Despite racing with the adversity, Blaney was in the mix on the final restart with two laps to go. He was part of a four-wide battle for the race lead coming to the white flag. It turns out a drain, or a bump on the apron of the track ended his hopes for the win. The bump, or drain, acted like a ramp lifting his Ford off its wheels and force Blaney to back off just to avoid crashing.

“I’m not honestly sure if there’s an actual drain there or not,” Blaney said.  “I don’t think there is.  If there is a drain right there, it’s really dumb to put a drain right there because it’s just on the apron.  I think it’s just a big bump.  I don’t understand how you can repave a place a handful of years ago and there’s a jump bigger than any track we go to, but, yeah, I didn’t even know it was there.  We don’t run on it.  You never run down there, and I didn’t really know it was gonna be that bad.  I was lucky it didn’t wipe out all of us.  I hate it.  I went into Kevin real hard, but I just didn’t know it was gonna be that bad.”

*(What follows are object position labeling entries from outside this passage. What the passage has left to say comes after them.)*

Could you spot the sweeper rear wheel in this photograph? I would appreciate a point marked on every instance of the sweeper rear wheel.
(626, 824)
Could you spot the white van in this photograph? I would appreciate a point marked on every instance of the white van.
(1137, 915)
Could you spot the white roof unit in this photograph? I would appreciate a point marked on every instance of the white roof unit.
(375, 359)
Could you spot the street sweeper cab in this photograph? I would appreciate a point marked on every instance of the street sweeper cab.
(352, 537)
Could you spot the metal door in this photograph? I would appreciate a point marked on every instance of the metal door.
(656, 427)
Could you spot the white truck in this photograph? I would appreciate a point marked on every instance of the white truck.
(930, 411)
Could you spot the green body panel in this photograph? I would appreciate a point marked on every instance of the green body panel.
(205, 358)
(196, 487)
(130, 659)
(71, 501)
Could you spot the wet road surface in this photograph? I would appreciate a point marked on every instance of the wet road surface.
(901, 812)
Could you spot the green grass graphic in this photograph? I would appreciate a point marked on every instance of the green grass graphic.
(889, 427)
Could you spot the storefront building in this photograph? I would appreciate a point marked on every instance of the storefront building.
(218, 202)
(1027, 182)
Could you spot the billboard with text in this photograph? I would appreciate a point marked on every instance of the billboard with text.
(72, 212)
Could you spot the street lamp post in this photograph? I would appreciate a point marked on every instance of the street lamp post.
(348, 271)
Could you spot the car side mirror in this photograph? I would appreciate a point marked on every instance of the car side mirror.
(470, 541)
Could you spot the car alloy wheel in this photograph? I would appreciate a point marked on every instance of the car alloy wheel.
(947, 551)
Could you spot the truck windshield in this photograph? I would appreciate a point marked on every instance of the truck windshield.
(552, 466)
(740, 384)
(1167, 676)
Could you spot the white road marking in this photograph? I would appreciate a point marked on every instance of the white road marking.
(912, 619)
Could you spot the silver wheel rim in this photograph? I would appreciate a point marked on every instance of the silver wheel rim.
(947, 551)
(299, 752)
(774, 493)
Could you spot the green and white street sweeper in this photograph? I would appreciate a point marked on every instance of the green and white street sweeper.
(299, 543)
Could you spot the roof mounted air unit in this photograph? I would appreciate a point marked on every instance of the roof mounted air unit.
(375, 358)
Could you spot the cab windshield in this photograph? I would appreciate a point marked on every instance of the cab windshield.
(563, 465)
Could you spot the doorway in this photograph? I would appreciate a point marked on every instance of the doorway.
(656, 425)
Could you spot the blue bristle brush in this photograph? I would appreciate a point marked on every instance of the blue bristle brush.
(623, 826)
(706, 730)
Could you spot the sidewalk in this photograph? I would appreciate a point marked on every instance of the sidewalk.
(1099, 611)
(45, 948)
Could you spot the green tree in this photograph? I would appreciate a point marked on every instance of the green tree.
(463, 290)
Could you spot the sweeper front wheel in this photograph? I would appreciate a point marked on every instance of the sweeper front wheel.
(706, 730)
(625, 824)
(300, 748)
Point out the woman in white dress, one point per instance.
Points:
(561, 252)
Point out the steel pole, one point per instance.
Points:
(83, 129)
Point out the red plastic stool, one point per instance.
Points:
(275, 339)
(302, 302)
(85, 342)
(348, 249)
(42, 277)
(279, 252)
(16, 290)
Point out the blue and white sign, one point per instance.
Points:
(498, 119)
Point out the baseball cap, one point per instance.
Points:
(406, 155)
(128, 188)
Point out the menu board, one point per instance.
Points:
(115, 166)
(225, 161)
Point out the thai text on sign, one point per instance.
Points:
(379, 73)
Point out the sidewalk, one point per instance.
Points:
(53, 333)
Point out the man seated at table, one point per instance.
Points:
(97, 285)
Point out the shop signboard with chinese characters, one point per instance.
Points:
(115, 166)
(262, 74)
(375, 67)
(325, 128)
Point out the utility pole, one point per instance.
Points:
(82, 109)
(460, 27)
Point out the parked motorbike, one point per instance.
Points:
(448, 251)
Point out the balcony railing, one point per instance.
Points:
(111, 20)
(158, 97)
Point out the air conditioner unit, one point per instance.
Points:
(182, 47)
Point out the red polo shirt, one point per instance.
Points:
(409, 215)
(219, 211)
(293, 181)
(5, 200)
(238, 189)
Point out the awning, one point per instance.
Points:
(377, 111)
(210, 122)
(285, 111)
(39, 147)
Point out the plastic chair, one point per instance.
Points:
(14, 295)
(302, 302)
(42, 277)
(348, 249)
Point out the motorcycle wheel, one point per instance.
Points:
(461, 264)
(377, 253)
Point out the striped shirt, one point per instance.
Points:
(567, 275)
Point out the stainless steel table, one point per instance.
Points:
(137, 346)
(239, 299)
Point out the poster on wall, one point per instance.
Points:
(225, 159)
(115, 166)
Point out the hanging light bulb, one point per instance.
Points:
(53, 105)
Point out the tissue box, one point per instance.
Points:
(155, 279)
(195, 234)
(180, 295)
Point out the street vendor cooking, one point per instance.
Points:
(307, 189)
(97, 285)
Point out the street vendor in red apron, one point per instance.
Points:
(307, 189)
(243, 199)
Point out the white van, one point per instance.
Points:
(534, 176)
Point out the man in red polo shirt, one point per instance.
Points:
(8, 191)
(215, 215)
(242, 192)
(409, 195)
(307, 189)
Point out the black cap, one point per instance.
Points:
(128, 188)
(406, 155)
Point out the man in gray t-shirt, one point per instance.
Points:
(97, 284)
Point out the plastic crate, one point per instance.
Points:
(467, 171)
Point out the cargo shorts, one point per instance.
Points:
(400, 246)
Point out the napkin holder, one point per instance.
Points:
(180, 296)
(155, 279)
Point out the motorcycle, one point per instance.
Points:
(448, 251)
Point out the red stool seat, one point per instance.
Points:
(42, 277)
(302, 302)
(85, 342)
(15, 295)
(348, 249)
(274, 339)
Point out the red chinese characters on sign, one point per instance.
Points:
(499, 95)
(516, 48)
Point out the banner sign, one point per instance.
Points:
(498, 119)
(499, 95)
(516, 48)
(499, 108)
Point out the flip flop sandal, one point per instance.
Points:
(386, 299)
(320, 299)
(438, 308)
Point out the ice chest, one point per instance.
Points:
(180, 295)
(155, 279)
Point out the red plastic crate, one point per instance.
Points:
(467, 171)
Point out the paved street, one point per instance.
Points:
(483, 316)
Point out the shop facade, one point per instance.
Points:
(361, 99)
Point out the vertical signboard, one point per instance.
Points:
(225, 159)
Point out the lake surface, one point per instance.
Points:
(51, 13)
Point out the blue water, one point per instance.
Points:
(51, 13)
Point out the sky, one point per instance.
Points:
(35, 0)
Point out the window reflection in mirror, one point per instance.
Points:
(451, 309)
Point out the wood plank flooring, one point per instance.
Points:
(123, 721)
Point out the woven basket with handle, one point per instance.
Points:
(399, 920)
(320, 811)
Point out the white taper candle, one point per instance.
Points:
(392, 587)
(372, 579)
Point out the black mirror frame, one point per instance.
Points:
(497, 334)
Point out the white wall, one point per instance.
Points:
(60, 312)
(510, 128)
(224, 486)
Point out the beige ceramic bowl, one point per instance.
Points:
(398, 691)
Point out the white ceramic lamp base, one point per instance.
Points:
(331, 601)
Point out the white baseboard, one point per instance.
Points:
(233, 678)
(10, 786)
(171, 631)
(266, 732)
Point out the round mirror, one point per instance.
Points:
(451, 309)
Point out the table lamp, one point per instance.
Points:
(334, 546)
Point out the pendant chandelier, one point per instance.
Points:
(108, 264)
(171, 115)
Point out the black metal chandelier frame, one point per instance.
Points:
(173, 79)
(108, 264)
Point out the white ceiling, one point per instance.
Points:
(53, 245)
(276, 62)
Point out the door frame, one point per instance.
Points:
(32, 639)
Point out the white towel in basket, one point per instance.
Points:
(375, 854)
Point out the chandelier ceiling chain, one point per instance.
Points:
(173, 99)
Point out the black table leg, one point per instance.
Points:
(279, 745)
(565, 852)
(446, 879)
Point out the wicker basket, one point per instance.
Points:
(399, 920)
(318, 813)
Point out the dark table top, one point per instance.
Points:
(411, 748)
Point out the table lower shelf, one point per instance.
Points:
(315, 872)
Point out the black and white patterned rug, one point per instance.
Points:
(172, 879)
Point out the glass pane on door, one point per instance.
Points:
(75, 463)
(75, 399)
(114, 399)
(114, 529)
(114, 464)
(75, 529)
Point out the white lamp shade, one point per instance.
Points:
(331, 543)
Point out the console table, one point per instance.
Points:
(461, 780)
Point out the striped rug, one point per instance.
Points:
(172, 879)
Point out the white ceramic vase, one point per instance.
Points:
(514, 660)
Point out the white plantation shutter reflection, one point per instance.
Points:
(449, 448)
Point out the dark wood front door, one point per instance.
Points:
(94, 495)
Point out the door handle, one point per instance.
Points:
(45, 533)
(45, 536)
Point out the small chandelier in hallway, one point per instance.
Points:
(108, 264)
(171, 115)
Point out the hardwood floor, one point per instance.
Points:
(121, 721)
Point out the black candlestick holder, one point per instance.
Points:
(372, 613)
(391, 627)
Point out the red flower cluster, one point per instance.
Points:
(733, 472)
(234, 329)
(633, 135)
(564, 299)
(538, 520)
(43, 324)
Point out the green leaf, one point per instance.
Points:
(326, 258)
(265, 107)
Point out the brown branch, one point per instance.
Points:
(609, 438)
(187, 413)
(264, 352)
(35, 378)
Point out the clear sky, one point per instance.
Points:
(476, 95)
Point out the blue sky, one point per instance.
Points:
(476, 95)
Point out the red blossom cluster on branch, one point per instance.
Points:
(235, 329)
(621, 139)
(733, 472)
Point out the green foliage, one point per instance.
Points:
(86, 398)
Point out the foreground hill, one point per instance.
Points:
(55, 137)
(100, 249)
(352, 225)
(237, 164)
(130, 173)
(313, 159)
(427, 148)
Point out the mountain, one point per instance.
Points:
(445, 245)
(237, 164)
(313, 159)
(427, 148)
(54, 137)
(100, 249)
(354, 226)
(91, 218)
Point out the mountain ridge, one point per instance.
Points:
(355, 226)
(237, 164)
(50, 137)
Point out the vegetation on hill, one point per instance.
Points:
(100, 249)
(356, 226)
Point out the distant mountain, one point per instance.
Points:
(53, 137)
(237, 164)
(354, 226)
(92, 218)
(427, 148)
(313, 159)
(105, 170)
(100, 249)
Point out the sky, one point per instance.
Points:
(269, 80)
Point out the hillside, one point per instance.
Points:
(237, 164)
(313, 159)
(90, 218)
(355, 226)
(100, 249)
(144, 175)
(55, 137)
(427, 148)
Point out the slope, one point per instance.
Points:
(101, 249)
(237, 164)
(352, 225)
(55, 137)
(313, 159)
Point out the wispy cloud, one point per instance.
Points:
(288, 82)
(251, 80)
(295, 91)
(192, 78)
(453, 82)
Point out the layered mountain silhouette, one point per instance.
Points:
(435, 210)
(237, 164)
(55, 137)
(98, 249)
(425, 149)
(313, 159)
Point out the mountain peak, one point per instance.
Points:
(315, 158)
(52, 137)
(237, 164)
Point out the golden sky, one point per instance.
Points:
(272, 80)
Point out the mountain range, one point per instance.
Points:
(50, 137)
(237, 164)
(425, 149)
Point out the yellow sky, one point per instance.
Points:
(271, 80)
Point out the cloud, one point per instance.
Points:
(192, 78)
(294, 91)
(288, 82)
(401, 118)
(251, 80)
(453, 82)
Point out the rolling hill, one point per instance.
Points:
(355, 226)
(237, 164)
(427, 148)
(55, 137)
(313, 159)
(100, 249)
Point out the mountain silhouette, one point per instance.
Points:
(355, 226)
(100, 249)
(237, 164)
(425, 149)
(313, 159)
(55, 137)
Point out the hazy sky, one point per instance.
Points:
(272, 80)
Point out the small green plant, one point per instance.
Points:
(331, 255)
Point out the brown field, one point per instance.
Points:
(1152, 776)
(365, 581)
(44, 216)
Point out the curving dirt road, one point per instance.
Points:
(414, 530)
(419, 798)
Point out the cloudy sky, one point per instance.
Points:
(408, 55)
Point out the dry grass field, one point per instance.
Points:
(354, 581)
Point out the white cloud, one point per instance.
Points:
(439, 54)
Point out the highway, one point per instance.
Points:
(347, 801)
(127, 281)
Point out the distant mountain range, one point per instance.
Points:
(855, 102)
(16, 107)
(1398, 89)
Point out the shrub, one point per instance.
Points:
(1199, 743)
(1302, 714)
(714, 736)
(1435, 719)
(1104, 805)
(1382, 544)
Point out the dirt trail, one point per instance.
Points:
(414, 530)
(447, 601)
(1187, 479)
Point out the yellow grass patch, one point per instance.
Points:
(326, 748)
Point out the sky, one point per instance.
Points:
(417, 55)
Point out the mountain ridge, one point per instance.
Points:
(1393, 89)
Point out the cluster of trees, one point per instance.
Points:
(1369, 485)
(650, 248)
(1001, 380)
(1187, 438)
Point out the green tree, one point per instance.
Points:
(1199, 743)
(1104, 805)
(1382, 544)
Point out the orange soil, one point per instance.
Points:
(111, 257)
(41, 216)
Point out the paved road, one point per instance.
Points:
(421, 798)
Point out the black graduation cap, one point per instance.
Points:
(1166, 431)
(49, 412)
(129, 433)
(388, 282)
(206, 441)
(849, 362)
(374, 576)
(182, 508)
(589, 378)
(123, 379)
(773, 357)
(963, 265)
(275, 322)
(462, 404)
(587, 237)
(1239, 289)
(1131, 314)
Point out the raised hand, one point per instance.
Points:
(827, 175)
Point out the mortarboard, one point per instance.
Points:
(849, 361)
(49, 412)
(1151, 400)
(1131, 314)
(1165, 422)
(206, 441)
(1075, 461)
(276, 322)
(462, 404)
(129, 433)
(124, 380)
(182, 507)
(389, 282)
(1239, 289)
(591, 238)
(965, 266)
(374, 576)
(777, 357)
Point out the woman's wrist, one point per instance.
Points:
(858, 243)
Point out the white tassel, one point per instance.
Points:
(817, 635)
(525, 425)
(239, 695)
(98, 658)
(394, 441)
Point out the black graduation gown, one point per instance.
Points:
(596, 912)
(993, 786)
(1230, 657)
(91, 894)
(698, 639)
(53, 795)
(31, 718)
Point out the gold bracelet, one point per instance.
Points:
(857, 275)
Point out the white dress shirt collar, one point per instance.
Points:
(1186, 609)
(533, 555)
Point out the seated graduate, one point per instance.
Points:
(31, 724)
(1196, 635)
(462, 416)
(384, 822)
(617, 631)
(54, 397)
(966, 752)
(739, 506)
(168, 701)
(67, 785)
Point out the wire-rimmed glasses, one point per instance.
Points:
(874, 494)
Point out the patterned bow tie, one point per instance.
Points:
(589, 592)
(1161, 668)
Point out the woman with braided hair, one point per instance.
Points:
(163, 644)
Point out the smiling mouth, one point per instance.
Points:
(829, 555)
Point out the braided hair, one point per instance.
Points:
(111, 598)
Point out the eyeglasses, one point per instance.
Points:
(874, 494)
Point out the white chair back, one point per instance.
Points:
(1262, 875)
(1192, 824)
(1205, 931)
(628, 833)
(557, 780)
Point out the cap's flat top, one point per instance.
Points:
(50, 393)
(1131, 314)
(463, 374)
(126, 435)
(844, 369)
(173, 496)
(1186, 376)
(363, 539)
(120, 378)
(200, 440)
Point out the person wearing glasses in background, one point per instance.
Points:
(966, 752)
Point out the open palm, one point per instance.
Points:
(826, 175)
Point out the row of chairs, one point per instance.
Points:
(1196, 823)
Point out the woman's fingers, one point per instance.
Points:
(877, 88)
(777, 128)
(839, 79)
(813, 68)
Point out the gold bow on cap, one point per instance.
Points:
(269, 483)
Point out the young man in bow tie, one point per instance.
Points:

“I was just trying to get way from those three guys,” he added.  “I was just trying to get some room between us and not get side drafted or slowed down.  I couldn’t necessarily see them, but I was told I was bottom four and that was for the lead, so obviously I’m just gonna get away from him as much as possible because I felt like they were all gonna slow each other down and maybe I’d have an edge into one.  People do that all the time, cut to the apron on every type of racetrack that’s available, just none of the other ones have ramps on them.”